Wenn Sie mit mir im Ausschuss endlich einmal eine fachliche Debatte führen würden – andere beteiligen sich ja auch, nur Sie waren leider wieder sehr still –, genau über diese Themen, dann könnten wir darüber reden, wie wichtig das Ganze ist. Dann würden Sie wahrscheinlich an Ihren Minister denken, der uns an dem Tag händeringend gesagt hat: Ich brauche Ihre Unterstützung bei dem Thema. – Wir haben sie geliefert, Sie wollen sie nicht.
Wir werden bei den Haushaltsdebatten genau darauf achten, welche Prioritäten Sie setzen, Herr Tabbert. Ich habe die Hoffnung nicht verloren, dass Sie das Thema Brücken auch zu diesen zählen. Insofern verbinden Brücken nicht nur verkehrspolitisch, sondern hoffentlich auch im Hinblick auf die positive Entscheidung, dass Infrastruktur in Brandenburg noch zählt. Ansonsten wird es in diesem Land schwierig. – Ich bedanke mich für die Aufmerksamkeit.

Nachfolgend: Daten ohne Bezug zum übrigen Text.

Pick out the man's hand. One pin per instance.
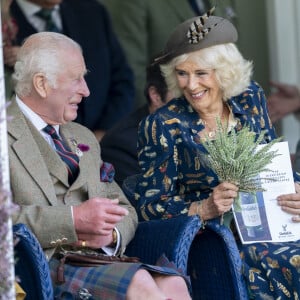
(95, 220)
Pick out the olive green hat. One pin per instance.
(198, 33)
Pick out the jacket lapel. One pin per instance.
(71, 139)
(42, 161)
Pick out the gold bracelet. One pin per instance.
(199, 212)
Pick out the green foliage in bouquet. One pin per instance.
(235, 156)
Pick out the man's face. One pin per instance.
(61, 104)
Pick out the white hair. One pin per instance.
(40, 53)
(233, 72)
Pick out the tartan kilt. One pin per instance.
(107, 282)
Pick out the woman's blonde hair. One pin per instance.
(233, 72)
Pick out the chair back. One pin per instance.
(31, 265)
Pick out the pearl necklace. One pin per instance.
(211, 133)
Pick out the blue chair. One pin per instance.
(210, 257)
(31, 265)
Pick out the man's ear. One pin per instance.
(40, 84)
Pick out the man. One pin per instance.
(143, 27)
(55, 178)
(87, 22)
(118, 145)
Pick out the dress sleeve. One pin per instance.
(156, 192)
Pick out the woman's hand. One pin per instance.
(219, 202)
(291, 203)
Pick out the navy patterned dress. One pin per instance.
(171, 157)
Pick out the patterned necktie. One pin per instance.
(46, 15)
(69, 158)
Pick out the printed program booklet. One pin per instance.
(258, 217)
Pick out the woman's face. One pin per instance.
(199, 86)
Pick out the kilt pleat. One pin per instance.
(107, 282)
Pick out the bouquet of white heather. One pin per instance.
(235, 156)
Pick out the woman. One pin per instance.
(211, 79)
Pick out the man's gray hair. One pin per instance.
(40, 53)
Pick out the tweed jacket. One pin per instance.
(39, 182)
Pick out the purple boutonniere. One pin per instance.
(107, 172)
(80, 148)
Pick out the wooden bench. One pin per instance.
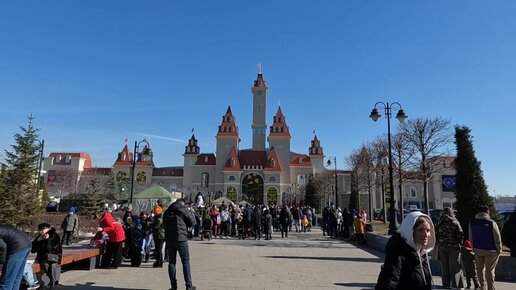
(73, 255)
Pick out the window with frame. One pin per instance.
(205, 179)
(413, 192)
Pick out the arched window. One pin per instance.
(141, 177)
(205, 179)
(413, 192)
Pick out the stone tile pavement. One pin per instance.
(301, 261)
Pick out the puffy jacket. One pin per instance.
(449, 232)
(70, 223)
(12, 241)
(52, 245)
(111, 227)
(176, 220)
(158, 229)
(404, 267)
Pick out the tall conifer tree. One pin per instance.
(471, 189)
(19, 203)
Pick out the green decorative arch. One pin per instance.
(252, 188)
(272, 195)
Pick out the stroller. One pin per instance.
(205, 232)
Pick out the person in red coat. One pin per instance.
(113, 256)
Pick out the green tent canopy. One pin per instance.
(147, 199)
(221, 199)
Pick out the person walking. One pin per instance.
(257, 223)
(407, 264)
(69, 226)
(158, 231)
(47, 245)
(509, 233)
(487, 246)
(176, 220)
(285, 221)
(15, 247)
(112, 258)
(449, 241)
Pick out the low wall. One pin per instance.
(505, 269)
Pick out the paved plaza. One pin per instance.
(301, 261)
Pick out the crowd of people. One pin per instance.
(466, 262)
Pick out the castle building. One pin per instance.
(260, 174)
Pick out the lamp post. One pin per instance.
(336, 182)
(145, 155)
(40, 160)
(393, 224)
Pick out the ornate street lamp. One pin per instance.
(145, 155)
(393, 223)
(336, 182)
(40, 161)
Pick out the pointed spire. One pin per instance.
(316, 148)
(260, 82)
(228, 126)
(124, 157)
(232, 163)
(192, 147)
(279, 126)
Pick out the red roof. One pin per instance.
(300, 160)
(167, 171)
(253, 158)
(206, 159)
(279, 127)
(273, 161)
(97, 171)
(232, 164)
(228, 126)
(64, 161)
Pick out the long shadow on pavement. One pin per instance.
(90, 285)
(347, 259)
(366, 286)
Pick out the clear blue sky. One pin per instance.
(97, 72)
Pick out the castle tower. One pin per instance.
(190, 156)
(227, 138)
(279, 138)
(316, 155)
(259, 126)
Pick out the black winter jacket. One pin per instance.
(402, 268)
(12, 241)
(176, 220)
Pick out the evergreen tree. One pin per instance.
(93, 202)
(471, 189)
(311, 198)
(45, 199)
(19, 203)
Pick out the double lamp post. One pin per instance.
(393, 224)
(146, 154)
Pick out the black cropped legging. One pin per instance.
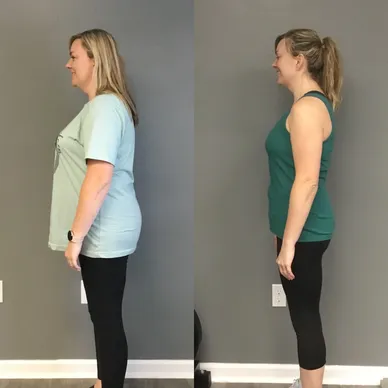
(104, 281)
(303, 299)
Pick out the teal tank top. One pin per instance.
(320, 222)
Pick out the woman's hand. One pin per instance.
(72, 252)
(284, 261)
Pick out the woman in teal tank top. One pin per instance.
(299, 149)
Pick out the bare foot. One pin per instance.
(98, 384)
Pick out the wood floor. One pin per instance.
(75, 383)
(140, 383)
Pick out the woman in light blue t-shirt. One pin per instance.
(95, 216)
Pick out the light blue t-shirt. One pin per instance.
(103, 130)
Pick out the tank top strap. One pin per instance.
(323, 98)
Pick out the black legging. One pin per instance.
(303, 299)
(104, 282)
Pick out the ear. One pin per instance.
(300, 61)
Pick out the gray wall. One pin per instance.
(237, 102)
(42, 317)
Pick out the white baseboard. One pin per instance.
(85, 369)
(286, 373)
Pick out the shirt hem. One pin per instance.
(95, 254)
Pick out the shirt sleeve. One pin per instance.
(102, 130)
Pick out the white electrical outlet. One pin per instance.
(278, 296)
(84, 300)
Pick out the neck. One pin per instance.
(303, 86)
(90, 90)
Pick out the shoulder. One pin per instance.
(309, 105)
(105, 103)
(308, 111)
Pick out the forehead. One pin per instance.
(281, 47)
(76, 47)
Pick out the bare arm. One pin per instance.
(306, 123)
(93, 192)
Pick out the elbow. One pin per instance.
(309, 183)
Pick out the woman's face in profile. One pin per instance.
(80, 66)
(284, 64)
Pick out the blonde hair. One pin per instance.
(102, 48)
(323, 59)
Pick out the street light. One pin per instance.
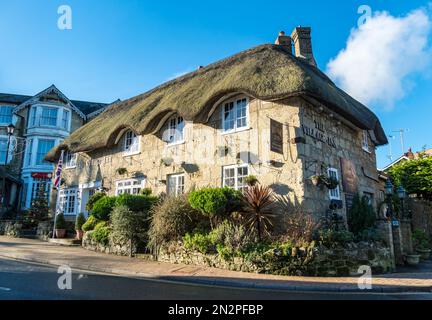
(401, 195)
(389, 193)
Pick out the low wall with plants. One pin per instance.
(314, 260)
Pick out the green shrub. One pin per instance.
(129, 227)
(420, 240)
(136, 203)
(93, 199)
(215, 202)
(361, 216)
(90, 224)
(101, 233)
(60, 222)
(198, 242)
(103, 207)
(331, 238)
(80, 221)
(171, 219)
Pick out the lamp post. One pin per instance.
(389, 194)
(401, 195)
(10, 129)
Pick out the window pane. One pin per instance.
(6, 114)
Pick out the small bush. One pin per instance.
(80, 221)
(331, 238)
(103, 207)
(129, 226)
(60, 222)
(361, 216)
(171, 219)
(101, 233)
(197, 242)
(90, 224)
(136, 203)
(93, 199)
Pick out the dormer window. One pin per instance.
(6, 114)
(365, 141)
(175, 133)
(131, 145)
(235, 115)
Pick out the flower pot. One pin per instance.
(413, 259)
(80, 234)
(424, 253)
(60, 233)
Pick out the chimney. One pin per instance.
(284, 41)
(303, 44)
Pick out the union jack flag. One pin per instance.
(58, 172)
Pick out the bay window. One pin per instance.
(235, 176)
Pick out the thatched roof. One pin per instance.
(267, 72)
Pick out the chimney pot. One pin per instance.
(284, 41)
(301, 37)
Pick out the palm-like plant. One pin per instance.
(258, 209)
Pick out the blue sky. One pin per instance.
(118, 49)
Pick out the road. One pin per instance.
(25, 281)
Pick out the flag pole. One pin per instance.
(57, 186)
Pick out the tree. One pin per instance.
(415, 176)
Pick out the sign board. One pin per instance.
(349, 176)
(276, 136)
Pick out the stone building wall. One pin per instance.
(206, 150)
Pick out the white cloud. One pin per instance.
(382, 55)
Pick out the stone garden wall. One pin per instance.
(312, 261)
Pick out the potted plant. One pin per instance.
(421, 244)
(60, 228)
(79, 222)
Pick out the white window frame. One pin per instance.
(130, 186)
(70, 160)
(176, 130)
(236, 177)
(334, 194)
(365, 141)
(41, 117)
(236, 106)
(44, 163)
(66, 125)
(68, 201)
(179, 184)
(6, 115)
(135, 145)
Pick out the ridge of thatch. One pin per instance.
(267, 72)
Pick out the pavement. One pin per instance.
(418, 279)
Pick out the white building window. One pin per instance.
(68, 201)
(65, 119)
(43, 147)
(132, 186)
(175, 185)
(6, 114)
(49, 117)
(176, 127)
(235, 176)
(335, 193)
(131, 143)
(70, 160)
(365, 141)
(235, 115)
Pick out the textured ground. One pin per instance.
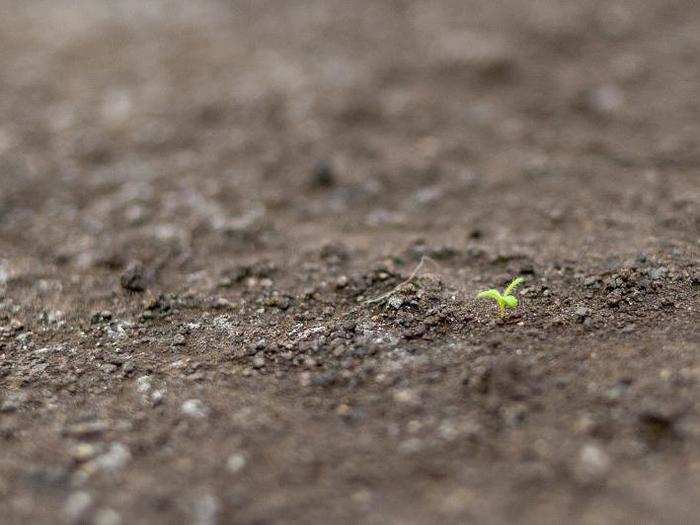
(199, 202)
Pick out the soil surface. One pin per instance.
(210, 217)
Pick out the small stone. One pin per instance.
(194, 408)
(322, 175)
(613, 299)
(114, 459)
(591, 282)
(407, 397)
(395, 301)
(593, 463)
(134, 278)
(658, 273)
(84, 452)
(236, 462)
(581, 313)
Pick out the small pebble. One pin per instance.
(194, 408)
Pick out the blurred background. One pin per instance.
(133, 129)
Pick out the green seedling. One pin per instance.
(507, 300)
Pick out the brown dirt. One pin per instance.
(198, 198)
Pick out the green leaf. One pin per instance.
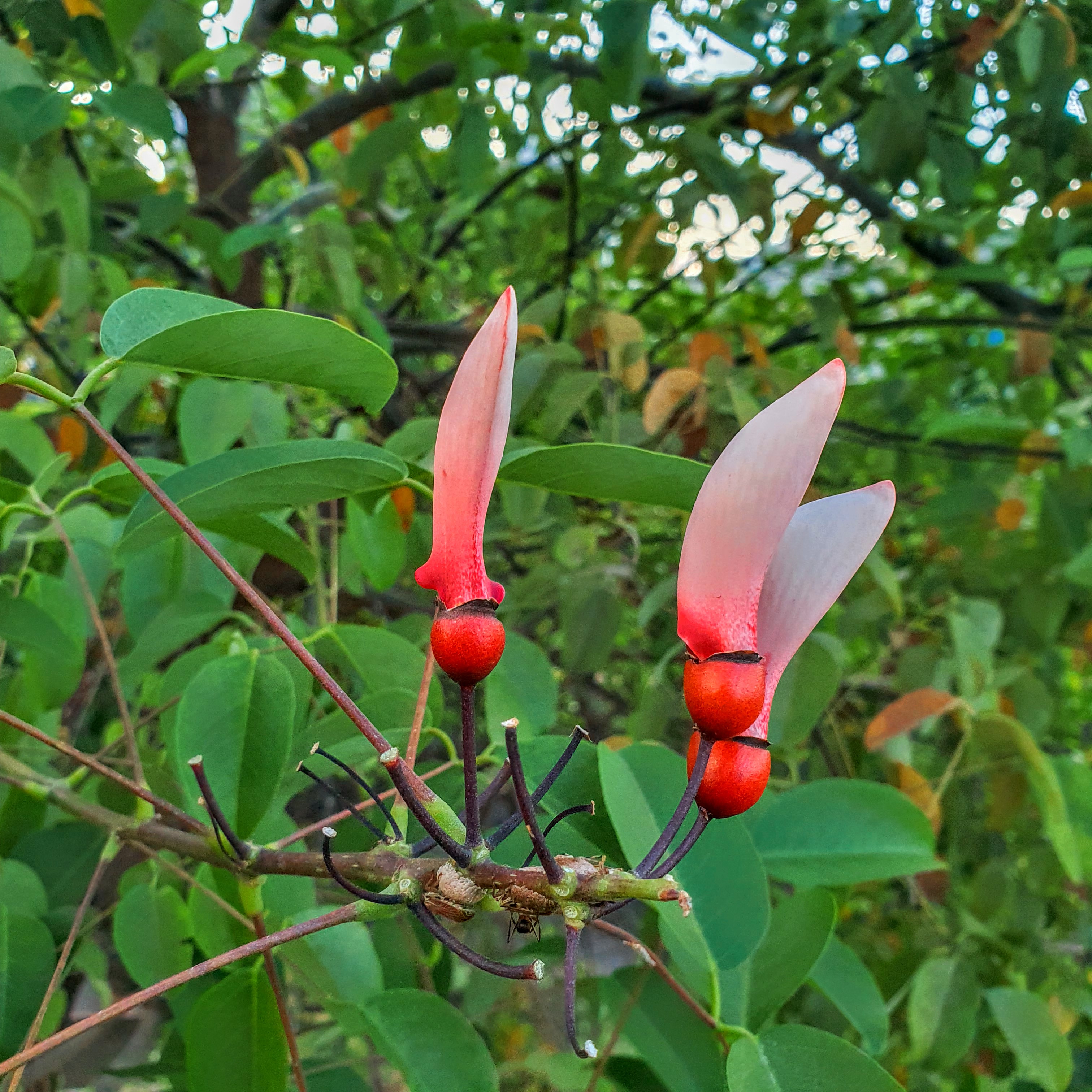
(797, 1058)
(27, 963)
(249, 481)
(18, 235)
(152, 931)
(842, 831)
(157, 328)
(944, 1002)
(811, 682)
(234, 1039)
(800, 931)
(142, 107)
(432, 1043)
(682, 1051)
(21, 890)
(237, 714)
(212, 415)
(524, 686)
(610, 472)
(1043, 1054)
(849, 984)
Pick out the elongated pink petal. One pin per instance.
(469, 447)
(743, 510)
(824, 545)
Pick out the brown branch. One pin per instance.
(104, 640)
(104, 860)
(658, 965)
(257, 947)
(165, 807)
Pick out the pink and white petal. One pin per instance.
(824, 545)
(743, 510)
(469, 447)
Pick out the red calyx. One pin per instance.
(735, 777)
(468, 640)
(724, 694)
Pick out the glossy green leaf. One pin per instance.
(27, 962)
(610, 472)
(524, 686)
(234, 1039)
(797, 1058)
(842, 831)
(169, 329)
(944, 1001)
(849, 985)
(251, 481)
(1043, 1054)
(237, 714)
(800, 931)
(430, 1043)
(152, 931)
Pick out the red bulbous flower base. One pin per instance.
(724, 694)
(469, 640)
(735, 778)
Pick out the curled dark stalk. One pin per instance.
(509, 825)
(470, 770)
(552, 868)
(379, 897)
(701, 760)
(485, 799)
(399, 772)
(684, 848)
(380, 803)
(578, 809)
(572, 945)
(217, 813)
(354, 809)
(526, 971)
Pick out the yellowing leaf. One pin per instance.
(912, 784)
(1009, 514)
(667, 395)
(907, 714)
(705, 346)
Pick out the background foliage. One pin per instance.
(697, 207)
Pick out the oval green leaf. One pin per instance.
(844, 831)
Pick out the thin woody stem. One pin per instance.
(217, 813)
(354, 809)
(401, 777)
(519, 971)
(552, 868)
(658, 965)
(576, 810)
(337, 817)
(377, 798)
(701, 760)
(298, 1068)
(509, 825)
(500, 779)
(164, 807)
(470, 770)
(58, 975)
(256, 947)
(685, 847)
(586, 1050)
(104, 639)
(249, 593)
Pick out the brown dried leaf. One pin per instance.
(667, 395)
(907, 714)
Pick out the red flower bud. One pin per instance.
(469, 640)
(735, 777)
(724, 694)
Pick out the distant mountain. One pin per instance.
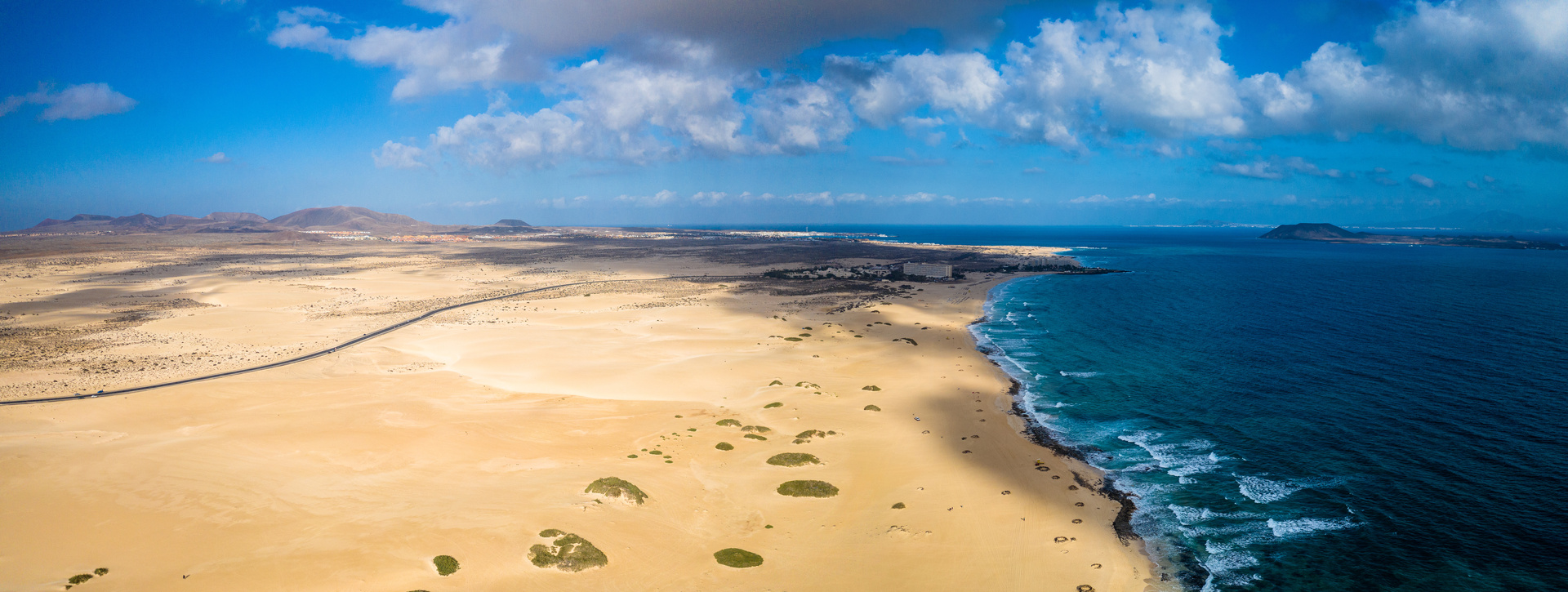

(Dennis Hohloch [AfD]: Aber wir haben echt gut abge- schrieben! – Weiterer Zuruf von der AfD: Das haben wir bei euch gelernt!)
Wenn Sie andere Inhalte vorlegen, können wir uns beim nächsten Mal gern darüber unterhalten. – Danke schön.
Damit sind wir am Ende der Debatte angelangt und kommen zur Abstimmung. Die CDU-Fraktion beantragt die Überweisung ihres Antrages auf Drucksache 8/387, „Brandenburgs Brücken sichern – Verkehrssicherheit stärken, Infrastruktur zukunftsfest machen“, an den Ausschuss für Infrastruktur und Landesplanung. Wer dem Überweisungsantrag zustimmt, der hebe bitte die Hand. – Gibt es Gegenstimmen? – Stimmenthaltungen? – Das sehe ich nicht. Damit ist die Überweisung mehrheitlich abgelehnt worden.
Wir kommen zur Abstimmung über die Anträge. Wir beginnen mit dem Änderungsantrag der AfD-Fraktion auf Drucksache 8/557, „Brandenburgs Brücken zukunftsfest machen“. Wer dem Antrag zustimmt, der hebe bitte die Hand. – Gibt es Gegenstimmen? – Stimmenthaltungen? – Damit ist der Antrag mehrheitlich abgelehnt.
Wir kommen zur Abstimmung über den Antrag der CDU-Fraktion auf Drucksache 8/387, „Brandenburgs Brücken sichern – Verkehrssicherheit stärken, Infrastruktur zukunftsfest machen“. Wer dem Antrag zustimmt, den bitte ich um das Handzeichen. – Gibt es Gegenstimmen? – Stimmenthaltungen? – Damit ist der Antrag ebenfalls abgelehnt.